Tutto questo sta provocando una riorganizzazione geografica della divisione del lavoro o, come si suole chiamare ora, delle “catene di valore”. L’Organizzazione Mondiale del Commercio riferisce che dal 2009 questa articolazione globale dei processi produttivi non ha più continuato a espandersi e, da allora, ha cominciato a retrocedere a poco a poco (WTO, Global value chains…, 2022). Le parole di moda tra i CEO del mondo sono adesso “nearshoring”, “friendshoring” o, nei classici eufemismi della presidente dell’Unione Europea, Von der Leyen, “ridurre i rischi”.
Guerra di sussidi
Nell’ultimo decennio l’armamentario globalista, già in precedenza sgretolato dal progressismo latinoamericano, comincia a sfasciarsi. Il sacro comandamento che gli Stati devono essere austeri e ridurre al minimo le spese è ora una sciocchezza che va contro la realtà. Nel 2008, a causa della crisi delle ipoteche subprime che trascinò il mondo verso una crisi finanziaria, le economie avanzate dovettero mobilitare l’equivalente dell’1,5 del loro Pil per contenere il crollo delle azioni bancarie e delle borse. Nel 2020, di fronte alla “grande chiusura” per il Covid-19, lo sforzo fiscale straordinario arrivò al 18% del Pil, inondando la società di emissioni di valuta per pagare salari, liquidare debiti degli imprenditori, sostenere le azioni delle imprese e promuovere aiuti sociali (FMI, Monitor Fiscal, 2021). L’indebitamento pubblico mondiale, che durante gli anni “dorati” del neoliberismo rispettò una rigorosa disciplina fiscale con un debito pubblico basso, intorno al 50% del Pil, nell’ultimo decennio è saltato fino all’80% e negli Stati Uniti al 110 (Kansascity FED, 2023). La spesa pubblica, che per trent’anni si era mantenuta intorno al 24% rispetto al Pil, negli ultimi anni è saltata al 34% (Banca Mondiale, 2023). L’elevato indebitamento pubblico non è né una malattia economica passeggera, né un patrimonio latinoamericano. È la nuova normalità globale.

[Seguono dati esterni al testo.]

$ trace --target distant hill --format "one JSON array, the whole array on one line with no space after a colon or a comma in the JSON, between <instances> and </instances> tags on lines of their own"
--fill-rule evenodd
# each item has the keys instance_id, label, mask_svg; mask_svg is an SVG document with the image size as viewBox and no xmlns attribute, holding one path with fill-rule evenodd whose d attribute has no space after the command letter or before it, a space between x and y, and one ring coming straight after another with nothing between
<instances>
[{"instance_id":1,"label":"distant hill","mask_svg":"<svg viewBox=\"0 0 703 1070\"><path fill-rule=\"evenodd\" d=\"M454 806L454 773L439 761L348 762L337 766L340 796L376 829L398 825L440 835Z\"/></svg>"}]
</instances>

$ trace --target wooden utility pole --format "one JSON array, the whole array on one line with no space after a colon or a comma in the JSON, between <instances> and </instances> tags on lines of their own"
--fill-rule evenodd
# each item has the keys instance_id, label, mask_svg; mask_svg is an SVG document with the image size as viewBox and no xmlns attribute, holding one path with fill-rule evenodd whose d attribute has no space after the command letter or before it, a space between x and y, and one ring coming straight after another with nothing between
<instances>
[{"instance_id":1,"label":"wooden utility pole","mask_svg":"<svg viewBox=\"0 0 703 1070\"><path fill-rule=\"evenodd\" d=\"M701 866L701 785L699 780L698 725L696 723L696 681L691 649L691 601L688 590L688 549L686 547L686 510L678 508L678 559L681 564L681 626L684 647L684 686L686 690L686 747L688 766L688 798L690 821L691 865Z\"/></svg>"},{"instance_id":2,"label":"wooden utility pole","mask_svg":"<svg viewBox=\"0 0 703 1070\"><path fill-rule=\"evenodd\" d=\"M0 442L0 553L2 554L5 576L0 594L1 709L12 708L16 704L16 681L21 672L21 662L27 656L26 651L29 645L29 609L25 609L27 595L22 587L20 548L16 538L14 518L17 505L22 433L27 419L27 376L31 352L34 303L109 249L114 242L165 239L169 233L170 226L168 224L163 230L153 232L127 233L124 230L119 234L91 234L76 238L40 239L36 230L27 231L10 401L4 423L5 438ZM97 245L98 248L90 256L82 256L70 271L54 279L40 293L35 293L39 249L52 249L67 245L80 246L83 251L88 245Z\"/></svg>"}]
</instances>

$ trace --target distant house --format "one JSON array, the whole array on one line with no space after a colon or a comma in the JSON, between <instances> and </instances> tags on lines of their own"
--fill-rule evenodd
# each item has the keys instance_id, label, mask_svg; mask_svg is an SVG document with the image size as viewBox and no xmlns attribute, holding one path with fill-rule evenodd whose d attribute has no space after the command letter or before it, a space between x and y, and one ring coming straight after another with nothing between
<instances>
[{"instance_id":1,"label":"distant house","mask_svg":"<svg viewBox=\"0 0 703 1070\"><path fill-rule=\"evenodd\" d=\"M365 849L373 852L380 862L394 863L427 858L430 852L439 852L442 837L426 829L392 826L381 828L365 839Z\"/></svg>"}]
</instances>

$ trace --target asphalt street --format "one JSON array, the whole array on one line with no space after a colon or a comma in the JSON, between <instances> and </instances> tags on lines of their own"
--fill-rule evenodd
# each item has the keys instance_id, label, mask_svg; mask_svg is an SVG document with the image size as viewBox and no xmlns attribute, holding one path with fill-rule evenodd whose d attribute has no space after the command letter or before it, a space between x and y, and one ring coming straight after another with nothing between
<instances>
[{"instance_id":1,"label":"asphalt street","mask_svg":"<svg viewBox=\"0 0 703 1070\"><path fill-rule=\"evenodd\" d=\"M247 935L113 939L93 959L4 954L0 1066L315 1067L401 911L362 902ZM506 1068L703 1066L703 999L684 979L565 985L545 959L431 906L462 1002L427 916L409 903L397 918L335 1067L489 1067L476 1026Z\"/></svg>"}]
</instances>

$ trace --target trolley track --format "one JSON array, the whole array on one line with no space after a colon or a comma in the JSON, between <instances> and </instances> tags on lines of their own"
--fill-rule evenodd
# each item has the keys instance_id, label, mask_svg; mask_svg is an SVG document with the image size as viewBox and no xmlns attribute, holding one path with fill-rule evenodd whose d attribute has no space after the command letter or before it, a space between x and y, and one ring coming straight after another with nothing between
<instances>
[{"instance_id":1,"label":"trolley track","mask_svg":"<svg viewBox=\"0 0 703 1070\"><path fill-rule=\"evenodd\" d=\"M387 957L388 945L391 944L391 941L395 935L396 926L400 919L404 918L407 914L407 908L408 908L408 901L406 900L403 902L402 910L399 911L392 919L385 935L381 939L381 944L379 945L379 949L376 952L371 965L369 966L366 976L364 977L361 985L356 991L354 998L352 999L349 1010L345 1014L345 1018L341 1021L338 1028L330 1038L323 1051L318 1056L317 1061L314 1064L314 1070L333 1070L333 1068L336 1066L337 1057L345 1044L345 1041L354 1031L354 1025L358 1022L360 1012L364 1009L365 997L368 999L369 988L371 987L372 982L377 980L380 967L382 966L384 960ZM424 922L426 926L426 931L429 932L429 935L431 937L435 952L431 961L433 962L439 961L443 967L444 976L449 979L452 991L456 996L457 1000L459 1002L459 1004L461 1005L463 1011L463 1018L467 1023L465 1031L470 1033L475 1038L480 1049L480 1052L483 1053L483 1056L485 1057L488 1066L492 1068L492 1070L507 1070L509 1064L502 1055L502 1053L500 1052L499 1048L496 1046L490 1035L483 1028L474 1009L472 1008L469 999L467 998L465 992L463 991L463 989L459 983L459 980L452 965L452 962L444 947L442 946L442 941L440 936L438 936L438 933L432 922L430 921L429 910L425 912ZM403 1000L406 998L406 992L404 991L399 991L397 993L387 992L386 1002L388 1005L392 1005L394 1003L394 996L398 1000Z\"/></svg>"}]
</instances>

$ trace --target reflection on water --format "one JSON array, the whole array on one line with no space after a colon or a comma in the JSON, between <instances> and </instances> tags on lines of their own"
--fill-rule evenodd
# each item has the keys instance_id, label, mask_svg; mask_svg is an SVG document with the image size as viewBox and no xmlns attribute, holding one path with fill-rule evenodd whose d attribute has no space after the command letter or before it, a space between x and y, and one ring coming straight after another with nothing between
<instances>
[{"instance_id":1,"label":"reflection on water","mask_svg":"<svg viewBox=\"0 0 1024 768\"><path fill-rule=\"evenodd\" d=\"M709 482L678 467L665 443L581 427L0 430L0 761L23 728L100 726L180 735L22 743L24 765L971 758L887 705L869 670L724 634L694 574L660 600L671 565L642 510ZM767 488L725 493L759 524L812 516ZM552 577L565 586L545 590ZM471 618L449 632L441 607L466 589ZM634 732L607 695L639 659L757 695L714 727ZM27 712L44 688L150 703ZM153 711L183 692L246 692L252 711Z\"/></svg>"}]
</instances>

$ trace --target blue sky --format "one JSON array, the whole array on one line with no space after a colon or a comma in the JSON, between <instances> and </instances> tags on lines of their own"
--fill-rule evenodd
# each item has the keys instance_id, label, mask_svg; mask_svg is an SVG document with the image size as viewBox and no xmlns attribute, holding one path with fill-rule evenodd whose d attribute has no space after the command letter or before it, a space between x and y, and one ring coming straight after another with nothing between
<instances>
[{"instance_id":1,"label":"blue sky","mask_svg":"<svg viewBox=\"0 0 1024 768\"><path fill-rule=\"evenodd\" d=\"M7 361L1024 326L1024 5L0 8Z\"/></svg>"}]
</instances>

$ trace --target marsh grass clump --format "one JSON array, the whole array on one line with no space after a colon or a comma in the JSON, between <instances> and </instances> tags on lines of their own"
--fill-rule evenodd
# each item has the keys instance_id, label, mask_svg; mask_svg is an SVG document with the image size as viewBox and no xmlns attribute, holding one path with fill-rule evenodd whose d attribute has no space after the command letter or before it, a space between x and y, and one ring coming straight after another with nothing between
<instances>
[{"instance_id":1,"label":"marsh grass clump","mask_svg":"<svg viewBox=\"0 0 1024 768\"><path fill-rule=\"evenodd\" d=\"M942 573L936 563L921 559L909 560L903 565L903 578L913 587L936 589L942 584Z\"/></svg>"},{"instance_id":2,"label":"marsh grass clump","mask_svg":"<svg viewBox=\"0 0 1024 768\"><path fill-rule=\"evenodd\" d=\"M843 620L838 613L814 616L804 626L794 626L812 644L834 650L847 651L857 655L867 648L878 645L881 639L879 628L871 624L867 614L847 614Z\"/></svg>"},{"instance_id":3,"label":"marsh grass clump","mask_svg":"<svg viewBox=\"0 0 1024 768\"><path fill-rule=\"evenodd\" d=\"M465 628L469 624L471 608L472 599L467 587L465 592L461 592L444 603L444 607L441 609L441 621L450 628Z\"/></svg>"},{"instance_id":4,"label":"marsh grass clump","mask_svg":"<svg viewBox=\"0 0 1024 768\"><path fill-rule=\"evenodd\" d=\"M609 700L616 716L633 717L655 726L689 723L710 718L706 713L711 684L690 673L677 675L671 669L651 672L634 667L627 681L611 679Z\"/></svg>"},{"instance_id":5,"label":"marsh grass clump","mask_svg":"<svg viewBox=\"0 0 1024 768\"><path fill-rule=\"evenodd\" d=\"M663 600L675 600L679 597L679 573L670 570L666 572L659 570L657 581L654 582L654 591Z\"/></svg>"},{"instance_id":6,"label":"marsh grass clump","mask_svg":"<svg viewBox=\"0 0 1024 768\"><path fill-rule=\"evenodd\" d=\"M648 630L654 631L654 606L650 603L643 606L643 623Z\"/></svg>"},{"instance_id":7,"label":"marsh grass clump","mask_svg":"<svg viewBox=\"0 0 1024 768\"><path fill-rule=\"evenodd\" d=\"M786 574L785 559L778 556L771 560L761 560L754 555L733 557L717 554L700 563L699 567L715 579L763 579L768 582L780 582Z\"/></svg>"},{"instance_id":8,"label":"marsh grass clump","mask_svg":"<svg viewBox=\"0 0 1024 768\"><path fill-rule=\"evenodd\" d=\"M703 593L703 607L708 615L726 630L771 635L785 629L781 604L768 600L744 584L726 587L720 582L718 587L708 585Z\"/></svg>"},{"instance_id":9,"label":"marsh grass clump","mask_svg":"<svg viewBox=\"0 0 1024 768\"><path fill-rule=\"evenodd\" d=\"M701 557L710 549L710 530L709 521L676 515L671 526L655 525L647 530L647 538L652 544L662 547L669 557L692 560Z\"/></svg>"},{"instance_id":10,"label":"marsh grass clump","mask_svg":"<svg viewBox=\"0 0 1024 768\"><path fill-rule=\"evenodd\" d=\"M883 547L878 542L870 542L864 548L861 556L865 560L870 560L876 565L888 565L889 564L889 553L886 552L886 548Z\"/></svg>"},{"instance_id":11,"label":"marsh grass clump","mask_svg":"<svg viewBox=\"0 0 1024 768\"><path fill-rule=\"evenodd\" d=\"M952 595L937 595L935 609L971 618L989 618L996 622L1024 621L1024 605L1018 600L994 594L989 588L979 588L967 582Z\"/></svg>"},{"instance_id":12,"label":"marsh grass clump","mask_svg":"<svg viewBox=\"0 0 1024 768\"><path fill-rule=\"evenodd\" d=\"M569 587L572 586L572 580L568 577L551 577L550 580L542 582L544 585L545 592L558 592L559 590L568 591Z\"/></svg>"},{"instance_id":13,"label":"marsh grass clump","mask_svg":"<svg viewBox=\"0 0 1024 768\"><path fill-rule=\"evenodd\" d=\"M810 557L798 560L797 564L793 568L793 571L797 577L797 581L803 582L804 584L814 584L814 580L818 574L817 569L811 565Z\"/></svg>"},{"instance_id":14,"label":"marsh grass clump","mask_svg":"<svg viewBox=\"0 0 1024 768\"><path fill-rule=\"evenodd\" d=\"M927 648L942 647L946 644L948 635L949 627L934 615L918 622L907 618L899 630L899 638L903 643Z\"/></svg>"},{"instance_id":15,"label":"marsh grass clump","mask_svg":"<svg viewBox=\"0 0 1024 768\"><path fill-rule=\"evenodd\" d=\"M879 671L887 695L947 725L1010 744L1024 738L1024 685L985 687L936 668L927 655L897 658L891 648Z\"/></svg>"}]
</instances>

E per incubo dei liberisti, non solo c’è un nuovo Stato spendaccione, ma ora anche industrialista e generatore di mercati. Il presidente americano Biden ha mobilitato dal 2022 circa 400 miliardi di dollari per sovvenzionare la fabbricazione di auto elettriche, tecnologie verdi e microchip negli Stati Uniti con tecnologia USA e lavoratori USA (Ley IRA, Ley Chips). “Consuma americano” è il nuovo slogan protezionista. L’Europa non rimane indietro. Secondo l’Osservatorio economico Brugel, tra il 2022 e luglio del 2023 i governi hanno dovuto sovvenzionare i loro cittadini con 651 miliardi di euro per il prezzo finale dell’energia elettrica. Per la Germania questo ha raggiunto il 5% del suo Pil annuale. Nel vecchio linguaggio liberista, un’inefficienza impressionante. Ma di questi tempi gli interessi della guerra contro la Russia sono al disopra delle delicatessen del mercato.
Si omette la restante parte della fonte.